Peeping at Spring with Poetry
We’ve been reading the recent Caldecott winners just as quickly as the library can get them to us. Marjorie Priceman’s Hot Air : The (Mostly) True Story of the First Hot-Air Balloon Ride, one of the Caldecott Honor Books, has been a huge hit with five-year-old Beanie, who is enchanted with the sky-high adventures of the hapless sheep, duck, and rooster in of the basket of that famous balloon.
Another of this year’s Honor Books caught the fancy of the whole family, whetting our appetites for the spring days that are just around the corner. Song of the Waterboatman and Other Pond Poems by Joyce Sidman, gorgeously illustrated in a palette of greens by Beckie Prange, is a collection of poems from the point of view of small pond denizens: spring peepers, caddis flies, cattails, a rather belligerent diving beetle. (“…if it moves, it is mine./ If it’s anywhere near me, it is mine./ If I’m hungry (and I’m always hungry),/ it is mine, mine, mine.”)

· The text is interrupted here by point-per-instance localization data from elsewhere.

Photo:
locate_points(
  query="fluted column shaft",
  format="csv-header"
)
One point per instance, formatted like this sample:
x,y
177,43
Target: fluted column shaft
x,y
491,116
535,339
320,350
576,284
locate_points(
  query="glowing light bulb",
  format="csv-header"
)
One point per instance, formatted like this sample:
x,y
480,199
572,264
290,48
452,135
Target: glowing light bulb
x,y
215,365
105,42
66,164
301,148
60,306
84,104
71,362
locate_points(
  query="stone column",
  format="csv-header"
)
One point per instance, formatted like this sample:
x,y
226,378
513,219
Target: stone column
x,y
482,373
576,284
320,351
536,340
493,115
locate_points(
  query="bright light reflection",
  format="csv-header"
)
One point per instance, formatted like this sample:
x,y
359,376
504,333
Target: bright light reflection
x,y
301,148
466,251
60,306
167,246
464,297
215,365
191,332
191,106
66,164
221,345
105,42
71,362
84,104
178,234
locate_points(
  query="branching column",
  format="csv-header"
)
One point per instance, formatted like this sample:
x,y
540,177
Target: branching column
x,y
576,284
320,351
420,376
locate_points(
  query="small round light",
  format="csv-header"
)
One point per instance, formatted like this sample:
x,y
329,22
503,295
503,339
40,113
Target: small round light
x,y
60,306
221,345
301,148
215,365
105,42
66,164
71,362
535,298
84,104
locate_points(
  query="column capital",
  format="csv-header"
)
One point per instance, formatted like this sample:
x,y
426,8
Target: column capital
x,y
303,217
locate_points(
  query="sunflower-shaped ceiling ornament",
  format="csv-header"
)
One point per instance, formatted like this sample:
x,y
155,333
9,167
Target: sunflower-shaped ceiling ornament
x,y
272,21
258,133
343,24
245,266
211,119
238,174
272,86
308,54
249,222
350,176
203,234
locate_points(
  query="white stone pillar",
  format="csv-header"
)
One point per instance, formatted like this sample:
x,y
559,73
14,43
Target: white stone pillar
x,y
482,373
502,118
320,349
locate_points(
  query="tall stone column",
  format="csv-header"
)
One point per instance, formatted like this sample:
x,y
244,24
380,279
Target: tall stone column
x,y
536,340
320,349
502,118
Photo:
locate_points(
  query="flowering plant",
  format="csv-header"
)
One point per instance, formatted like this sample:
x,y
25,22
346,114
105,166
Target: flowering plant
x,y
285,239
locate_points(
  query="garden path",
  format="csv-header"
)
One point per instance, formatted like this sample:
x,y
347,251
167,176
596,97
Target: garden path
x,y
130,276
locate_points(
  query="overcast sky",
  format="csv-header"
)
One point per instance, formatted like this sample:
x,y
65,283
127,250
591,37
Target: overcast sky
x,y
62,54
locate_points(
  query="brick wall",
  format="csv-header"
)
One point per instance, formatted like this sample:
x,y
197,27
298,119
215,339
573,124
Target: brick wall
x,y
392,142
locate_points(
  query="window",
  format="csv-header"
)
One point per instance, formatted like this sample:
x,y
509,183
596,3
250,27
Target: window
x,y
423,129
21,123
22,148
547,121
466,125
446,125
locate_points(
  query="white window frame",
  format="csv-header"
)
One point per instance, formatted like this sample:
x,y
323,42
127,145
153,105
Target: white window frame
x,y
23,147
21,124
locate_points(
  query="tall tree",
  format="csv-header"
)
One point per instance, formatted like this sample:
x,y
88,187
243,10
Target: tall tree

Naturally (no pun intended) these fascinating poems called to mind some other collections of nature poetry we are fond of. Funny how these books suddenly appeared in my read-aloud basket beside the blue sofa:
All the Small Poems and Fourteen More by Valerie Worth;
Joyful Noise : Poems for Two Voices by Paul Fleischman;
I Am Phoenix : Poems for Two Voices, also by Paul Fleischman.
By the time we’ve savored every poem in these books, it really will be spring.